Broder – It's hard. You have to actually know something to write about what the controversy over the test ban treaty was about. You don't have to know a hell of a lot about Jesse Helms having one agenda and Bill Clinton having a different agenda. The most useful point about this that I've ever come across was in a book a few years ago written by Jeff Bell who turns out to have an important part in American political history. By knocking off Cliff Case in a Republican Senate primary in New Jersey he gave us Bill Bradley. He's now working for Gary Bauer. He wrote this little book a few years ago about the elite and the masses. And what he said in that book that I try to remember, not as often as I should, is that the mass of our readers care about what comes out of an election. The elites care about who comes out and how they manage to do it.

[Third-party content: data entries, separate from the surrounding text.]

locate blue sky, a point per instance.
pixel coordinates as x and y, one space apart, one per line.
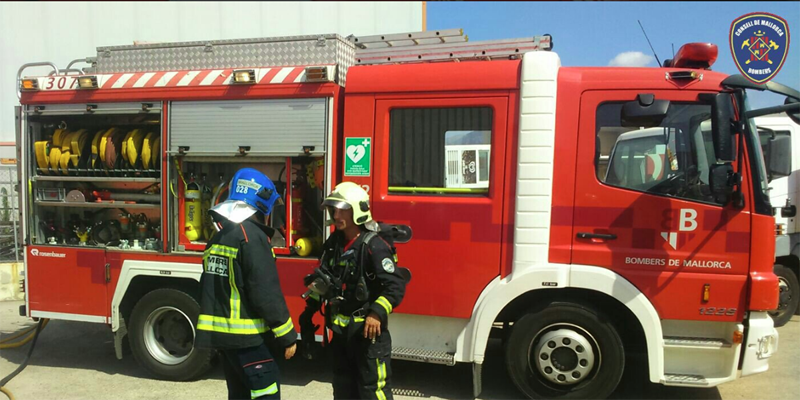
594 33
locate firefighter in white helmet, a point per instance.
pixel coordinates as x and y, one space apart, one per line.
360 284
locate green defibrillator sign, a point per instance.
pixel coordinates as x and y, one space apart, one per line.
357 156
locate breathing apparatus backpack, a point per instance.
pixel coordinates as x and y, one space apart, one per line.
323 285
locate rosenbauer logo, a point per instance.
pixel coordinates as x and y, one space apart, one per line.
37 253
759 45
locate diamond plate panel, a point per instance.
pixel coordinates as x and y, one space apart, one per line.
219 54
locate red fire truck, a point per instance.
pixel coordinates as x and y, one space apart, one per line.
580 214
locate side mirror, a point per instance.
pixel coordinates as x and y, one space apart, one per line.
720 182
779 157
722 127
794 116
644 111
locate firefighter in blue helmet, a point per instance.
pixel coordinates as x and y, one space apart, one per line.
241 303
360 285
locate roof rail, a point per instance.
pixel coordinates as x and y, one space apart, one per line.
444 50
409 39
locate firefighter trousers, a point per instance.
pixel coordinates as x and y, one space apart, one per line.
251 373
361 369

If we could manage to focus ourselves more on what's at stake in election, what's going to come out, rather than the who and the how we could probably be of a lot more use to the public.

Woodruff – But why don't we do that? Susan. Why aren't we doing that? Is there a voice upstairs (I don't mean god)). Are our editors saying don't do it, don't make it serious, don't make it substantive?

Trapped by Tradition

Page – I think it's just the whole way the system is set up. It's the way that we've traditionally covered campaigns, which is being on the road with candidates, which doesn't encourage you to do reporting that requires you to know other things or talk to experts. It's our concept of what is news. You know, we think the story that leads the newspaper needs to have a yesterday in it, it needs to be something that has happened, it needs to have some element of conflict. So and so said yesterday, this was announced yesterday, this train crash happened yesterday. But I do think we're in the process to some degree of redefining that and of having more respect for stories that are substantive and stories that are trend stories as opposed to this happened yesterday stories. One of the things that's forcing us that way, if you look in the Andy Kohut poll and you see what issues you are interested in, ordinary people versus elites. You see that ordinary people – whoever they are – I guess I would put myself in that category, care first of all about flexibility for working parents. I've got to say that's a big factor in my life. Providing health insurance for all, Medicare reforms. The elites, by the way, are not all interested in those subjects. Those are things that really matter in people's lives. I know that in my paper we make this very conscious effort to try to figure out what matters in people's life and cover that. We may not do it so well but we're making an effort to do that. I do think there's a trend in mainstream journalism toward addressing that and getting away a little bit from some of the who shot John yesterday stuff.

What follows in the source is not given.